Proprio lei, la senatrice Silvia Sapag segna il punto di svolta, trasforma in legge questo disegno di riforma. Prima del voto, il presidente  ha ricordato che, dal ritorno della democrazia nel Paese, oltre tremila donne sono morte a causa di aborti clandestini, mentre, nell’anno corrente, 38 ragazze sono rimaste vittime di questa barbarie e tantissime altre si sono rivolte alle cliniche private.

Anche la stessa società argentina si è divisa tra “fronte verde”, favorevole all’aborto, e “fronte celeste”, antiabortista. Dopo l’esito della notizia tanto attesa, all’esterno, la marea azzurra del movimento per la vita, rappresentata dalla Chiesa cattolica e dalle altre confessioni religiose, si è disperata, sventolando bandiere argentine con un feto al posto del sole, rosari, bambolotti, crocifissi e sciarpe azzurre.
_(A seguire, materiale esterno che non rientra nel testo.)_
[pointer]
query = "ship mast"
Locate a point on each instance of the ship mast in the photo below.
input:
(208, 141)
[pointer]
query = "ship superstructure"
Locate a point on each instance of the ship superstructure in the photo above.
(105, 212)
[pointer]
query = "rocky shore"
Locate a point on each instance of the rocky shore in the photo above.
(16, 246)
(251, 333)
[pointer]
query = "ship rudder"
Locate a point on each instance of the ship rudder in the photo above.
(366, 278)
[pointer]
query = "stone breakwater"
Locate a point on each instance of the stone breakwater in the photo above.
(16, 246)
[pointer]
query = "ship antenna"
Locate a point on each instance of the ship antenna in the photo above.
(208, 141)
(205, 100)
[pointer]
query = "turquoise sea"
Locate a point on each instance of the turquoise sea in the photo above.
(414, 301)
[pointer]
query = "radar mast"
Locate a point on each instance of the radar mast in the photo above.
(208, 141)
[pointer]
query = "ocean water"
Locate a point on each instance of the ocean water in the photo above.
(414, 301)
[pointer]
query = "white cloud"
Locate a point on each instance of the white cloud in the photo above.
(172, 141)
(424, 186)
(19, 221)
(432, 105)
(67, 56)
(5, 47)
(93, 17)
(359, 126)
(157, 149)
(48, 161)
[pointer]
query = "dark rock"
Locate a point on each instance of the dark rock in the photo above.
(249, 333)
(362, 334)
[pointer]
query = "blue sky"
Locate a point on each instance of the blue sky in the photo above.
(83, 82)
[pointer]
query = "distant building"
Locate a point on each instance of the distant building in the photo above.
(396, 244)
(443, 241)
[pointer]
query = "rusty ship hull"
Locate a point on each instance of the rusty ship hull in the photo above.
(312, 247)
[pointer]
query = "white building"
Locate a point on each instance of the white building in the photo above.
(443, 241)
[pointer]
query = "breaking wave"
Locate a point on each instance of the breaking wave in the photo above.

Sul lato opposto, invece, la notizia è stata accolta da un boato di grida, canti, balli, slogan e una marea di fazzoletti verdi agitati da migliaia di donne, e di uomini, che da oltre 24 ore riempivano le strade di Buenos Aires e sostavano nella piazza antistante il Parlamento. Protagonista indiscusso di tanto entusiasmo è stato un movimento, nato quindici anni fa, per la depenalizzazione e la legalizzazione dell’aborto, La Campaña Nacional por el Derecho al Aborto Legal, il cui simbolo sono proprio i fazzoletti verdi. “È legge!”, urlano queste giovani e meno giovani donne, che per nove volte hanno inseguito un sogno ogni volta infranto.
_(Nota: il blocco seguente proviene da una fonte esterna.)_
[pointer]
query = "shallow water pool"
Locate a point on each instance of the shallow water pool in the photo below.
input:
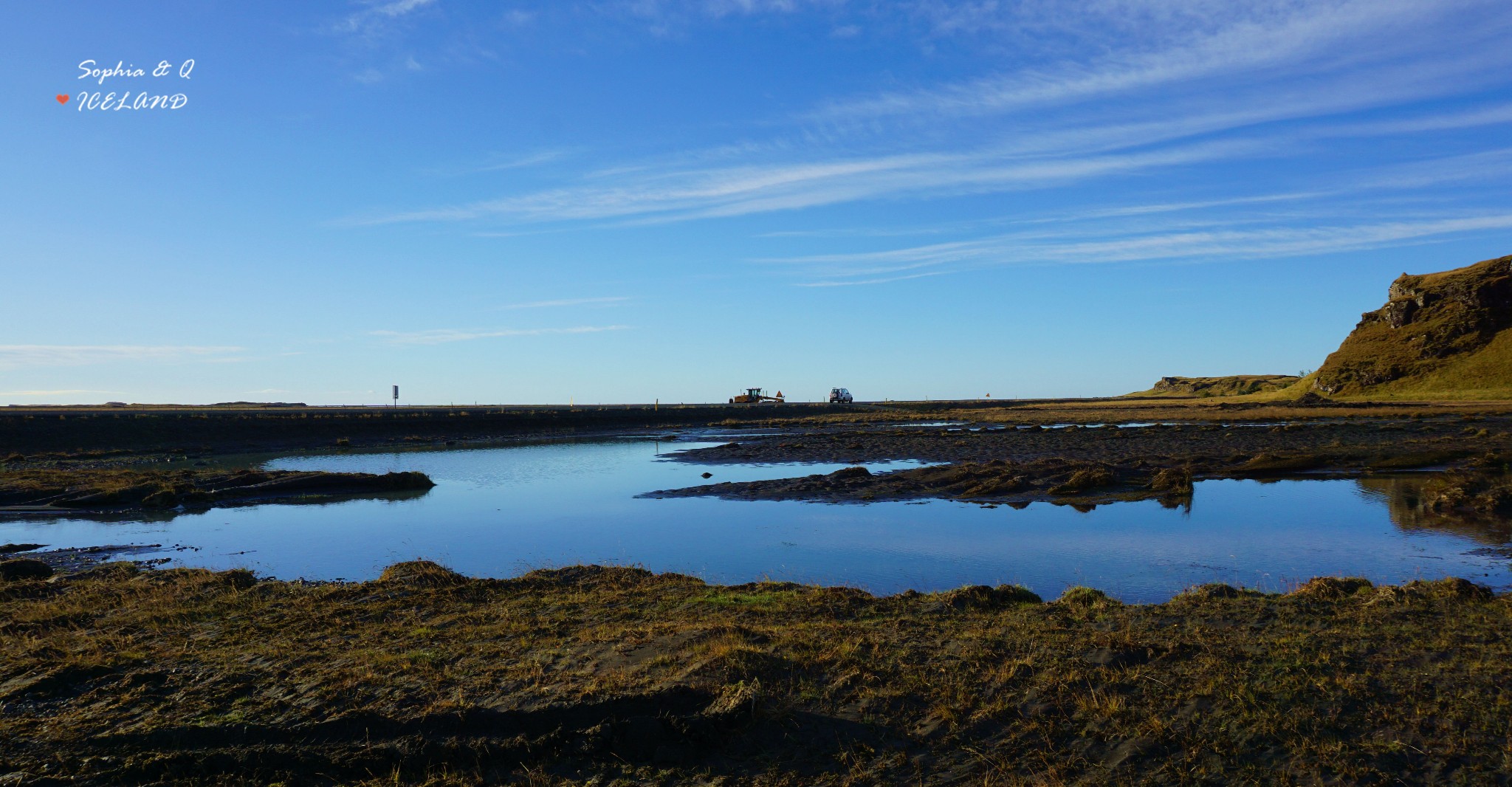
(501, 511)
Ecco che, con 38 voti a favore e 29 contrari, l’interruzione della gravidanza sarà permessa fino alla quattordicesima settimana di gestazione e l’aborto diventerà libero e sicuro. Il provvedimento indica anche dieci giorni di tempo tra la volontà espressa e l’intervento, per evitare ogni tipo di pressione e manovra che spinga la madre a un ripensamento. Sarà, però, consentito rifiutare di praticare o partecipare a pratiche di aborto agli operatori sanitari e agli istituti medici privati, in cui tutti i medici sono contrari alla procedura. La proposta del governo prevede, inoltre, la condanna delle donne e di chi pratica un aborto oltre le 14 settimane, a meno che non rientri nelle deroghe previste: in caso di stupro, rischio per la vita o per la salute della donna.
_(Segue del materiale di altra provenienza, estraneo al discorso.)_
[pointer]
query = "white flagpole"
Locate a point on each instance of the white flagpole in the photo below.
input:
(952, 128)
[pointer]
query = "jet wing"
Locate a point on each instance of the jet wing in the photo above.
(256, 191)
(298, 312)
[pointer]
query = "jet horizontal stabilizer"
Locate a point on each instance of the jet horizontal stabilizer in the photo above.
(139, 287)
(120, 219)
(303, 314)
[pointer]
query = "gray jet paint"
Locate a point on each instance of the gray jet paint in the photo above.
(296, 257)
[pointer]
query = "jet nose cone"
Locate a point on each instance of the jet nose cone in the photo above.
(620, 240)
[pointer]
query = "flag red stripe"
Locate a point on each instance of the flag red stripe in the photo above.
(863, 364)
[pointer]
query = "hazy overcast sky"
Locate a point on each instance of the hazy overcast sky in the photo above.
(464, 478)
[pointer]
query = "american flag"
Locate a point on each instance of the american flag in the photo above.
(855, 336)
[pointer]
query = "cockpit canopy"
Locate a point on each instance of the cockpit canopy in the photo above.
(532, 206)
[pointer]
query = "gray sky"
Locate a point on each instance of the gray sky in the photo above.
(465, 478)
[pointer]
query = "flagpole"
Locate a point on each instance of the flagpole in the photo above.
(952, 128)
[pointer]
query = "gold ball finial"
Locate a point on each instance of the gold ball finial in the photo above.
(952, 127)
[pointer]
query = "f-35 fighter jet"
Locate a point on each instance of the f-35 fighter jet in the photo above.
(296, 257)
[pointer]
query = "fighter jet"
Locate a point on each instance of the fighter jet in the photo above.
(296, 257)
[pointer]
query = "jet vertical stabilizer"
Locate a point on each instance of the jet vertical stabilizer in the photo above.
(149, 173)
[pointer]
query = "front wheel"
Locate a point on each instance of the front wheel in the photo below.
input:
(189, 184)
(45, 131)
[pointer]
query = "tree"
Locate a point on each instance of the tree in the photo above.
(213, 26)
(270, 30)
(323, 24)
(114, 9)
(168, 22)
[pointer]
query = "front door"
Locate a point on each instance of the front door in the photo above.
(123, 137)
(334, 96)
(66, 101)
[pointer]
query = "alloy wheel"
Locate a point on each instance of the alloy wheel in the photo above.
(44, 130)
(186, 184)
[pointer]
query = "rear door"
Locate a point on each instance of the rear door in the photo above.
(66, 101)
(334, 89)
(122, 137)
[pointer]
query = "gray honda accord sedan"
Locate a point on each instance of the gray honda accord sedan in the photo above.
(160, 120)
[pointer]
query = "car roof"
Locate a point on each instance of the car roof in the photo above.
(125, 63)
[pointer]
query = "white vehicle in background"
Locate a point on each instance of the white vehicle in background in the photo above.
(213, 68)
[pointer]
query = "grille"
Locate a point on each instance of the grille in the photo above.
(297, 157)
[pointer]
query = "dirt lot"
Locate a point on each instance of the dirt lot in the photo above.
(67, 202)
La legge non impone nulla, dà la libertà di scegliere e, in tal modo, “il paese avrà una vergogna in meno e una libertà in più”. Mónica Macha, presidente della commissione per le donne afferma che: «Chi si oppone al diritto dell’aborto non difende la vita, difende l’aborto clandestino», e che comunque, questa, «non è una questione religiosa ma politica». Le donne raggiungono, così, un traguardo di civiltà e seppelliscono la contestata norma, in vigore dal 1921, che lo considerava un delitto, ad eccezione dei casi di violenza sessuale o quando era a rischio la vita della madre.

Con la nuova legge, l’Argentina entra a far parte della lista dei Paesi dell’America Latina che consentono alle donne di decidere sul loro corpo e sul desiderio di essere o meno madri,  affiancando l’Uruguay, Cuba, Guyana e lo Stato di Città del Messico. Negli altri persistono restrizioni e condizioni, ad esempio in Nicaragua, Repubblica Dominicana e Salvador l’aborto è vietato, e il semplice sospetto di aver interrotto volontariamente una gravidanza è punito con una condanna fino a 30 anni di carcere. Ci sono decine di donne, spesso ragazzine, in galera perché hanno abortito dopo essere state violentate  o solo perché hanno perso il feto, ma i tribunali le hanno accusate di aver provocato l’interruzione della gravidanza.